For the 40 million people worldwide living with HIV, the prospect of a cure has long remained elusive. Current treatments rely on lifelong antiretroviral therapy (ART) – effective but demanding, expensive, and often stigmatizing. However, recent clinical trials suggest a “functional cure” – sustained viral control without continuous medication – may be within reach.
Breakthrough Antibody Infusions Show Promise
Two independent studies, FRESH in South Africa and RIO in the UK and Denmark, have yielded encouraging results. Both trials used infusions of engineered broadly neutralizing antibodies (bNAbs) – lab-created antibodies designed to target critical, stable parts of HIV, preventing it from infecting cells.
In the FRESH trial, led by Thumbi Ndung’u, four out of 20 participants maintained undetectable viral loads for over a year after stopping ART. The RIO trial, spearheaded by Sarah Fidler, saw six of 34 participants remain virally suppressed for at least two years post-treatment. These findings demonstrate that the immune system can be harnessed to fight HIV long-term.
Why This Matters: Beyond Lifelong Treatment
While ART allows people with HIV to live long, healthy lives, it doesn’t eradicate the virus. Lifespans remain shorter than uninfected individuals, and daily medication poses logistical, financial, and social hurdles. The quest for a functional cure isn’t just about eliminating pills; it’s about improving quality of life, reducing healthcare burdens, and potentially breaking the stigma associated with HIV.
How the Trials Worked: Stimulating Immune Control
The trials strategically paired bNAbs to minimize the risk of viral resistance. Participants received a single injection, then paused ART. The goal was to allow the antibodies to work with the immune system to clear active HIV particles, ideally triggering a sustained immune response.
Remarkably, the interventions did provoke ongoing immune control in some participants – akin to a therapeutic vaccine effect. In RIO, over half of the participants maintained viral suppression 96 weeks after the antibodies cleared their systems. A control group receiving saline infusions quickly relapsed. FRESH saw similar trends: six of 20 participants remained virally suppressed for 48 weeks, with one still off ART over two years later.

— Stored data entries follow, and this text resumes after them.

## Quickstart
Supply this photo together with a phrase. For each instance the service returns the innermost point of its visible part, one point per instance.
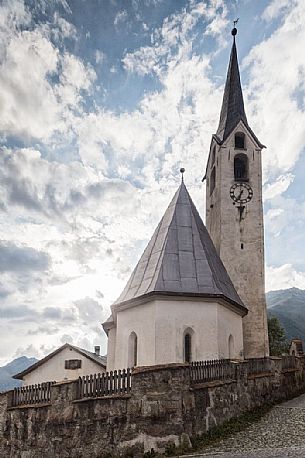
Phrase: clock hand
(240, 194)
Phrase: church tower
(234, 209)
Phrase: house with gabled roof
(67, 362)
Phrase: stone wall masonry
(162, 408)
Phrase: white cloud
(31, 105)
(284, 277)
(277, 7)
(276, 92)
(121, 17)
(279, 186)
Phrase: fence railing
(99, 385)
(288, 362)
(216, 369)
(258, 366)
(32, 394)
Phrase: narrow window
(187, 348)
(212, 180)
(231, 347)
(241, 168)
(213, 155)
(73, 364)
(133, 350)
(240, 140)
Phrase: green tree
(278, 343)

Harnessing Elite Controllers: A New Path Forward
The trials’ success mirrors what happens in “elite controllers” – the rare 1% of HIV-positive individuals who naturally suppress the virus without treatment. By stimulating the immune system, particularly CD8+ T cells (which hunt down infected cells), these interventions may create an “immune memory” capable of controlling HIV even after antibodies fade.

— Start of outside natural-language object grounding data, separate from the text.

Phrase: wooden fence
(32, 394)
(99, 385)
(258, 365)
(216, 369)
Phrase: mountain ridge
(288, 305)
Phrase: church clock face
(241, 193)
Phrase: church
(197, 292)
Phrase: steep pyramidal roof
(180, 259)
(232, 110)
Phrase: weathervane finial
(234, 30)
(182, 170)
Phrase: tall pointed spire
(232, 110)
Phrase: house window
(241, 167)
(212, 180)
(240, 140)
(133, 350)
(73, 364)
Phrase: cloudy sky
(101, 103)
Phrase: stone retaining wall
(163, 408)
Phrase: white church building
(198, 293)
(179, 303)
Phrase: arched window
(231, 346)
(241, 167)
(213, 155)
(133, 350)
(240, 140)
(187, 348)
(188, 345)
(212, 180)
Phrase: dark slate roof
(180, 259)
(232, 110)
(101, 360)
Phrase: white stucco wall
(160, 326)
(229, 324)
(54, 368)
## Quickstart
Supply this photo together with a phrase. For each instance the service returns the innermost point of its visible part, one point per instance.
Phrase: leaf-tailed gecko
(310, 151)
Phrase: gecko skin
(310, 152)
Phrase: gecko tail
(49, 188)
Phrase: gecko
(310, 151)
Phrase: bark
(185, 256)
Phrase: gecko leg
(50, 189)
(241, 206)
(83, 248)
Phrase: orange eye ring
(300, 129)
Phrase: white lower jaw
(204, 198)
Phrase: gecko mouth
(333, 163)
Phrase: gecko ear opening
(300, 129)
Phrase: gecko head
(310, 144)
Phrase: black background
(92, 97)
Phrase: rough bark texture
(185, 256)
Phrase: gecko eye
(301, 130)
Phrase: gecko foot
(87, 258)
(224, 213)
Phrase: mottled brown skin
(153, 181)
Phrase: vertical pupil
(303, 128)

The FRESH trial also incorporated vesatolimod, a drug designed to “shock” dormant HIV out of hiding, making it vulnerable to immune attack. Early data suggest this combination may directly target viral reservoirs, the biggest obstacle to a complete cure.

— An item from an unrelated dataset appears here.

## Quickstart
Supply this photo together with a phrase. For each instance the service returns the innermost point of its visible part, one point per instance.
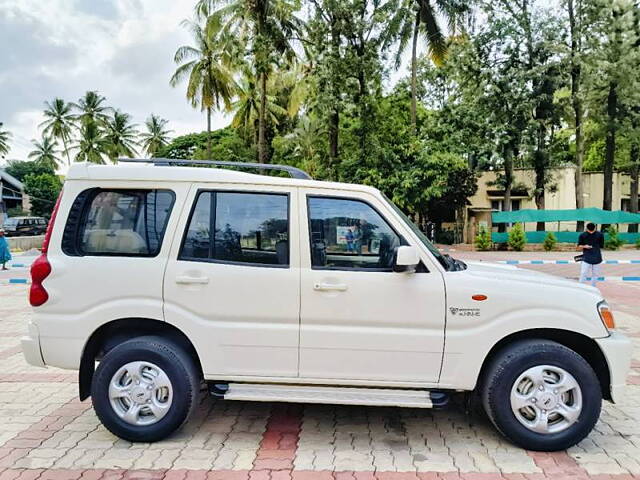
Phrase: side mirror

The Road Ahead: Larger Trials and Optimizing Antibodies
Researchers emphasize caution: viral rebound is possible, and long-term data is needed. However, these trials represent a paradigm shift. By demonstrating that immune control is achievable, they pave the way for larger, more representative studies to optimize antibody therapies. The ultimate goal remains a functional cure, and the latest findings suggest it may finally be within reach.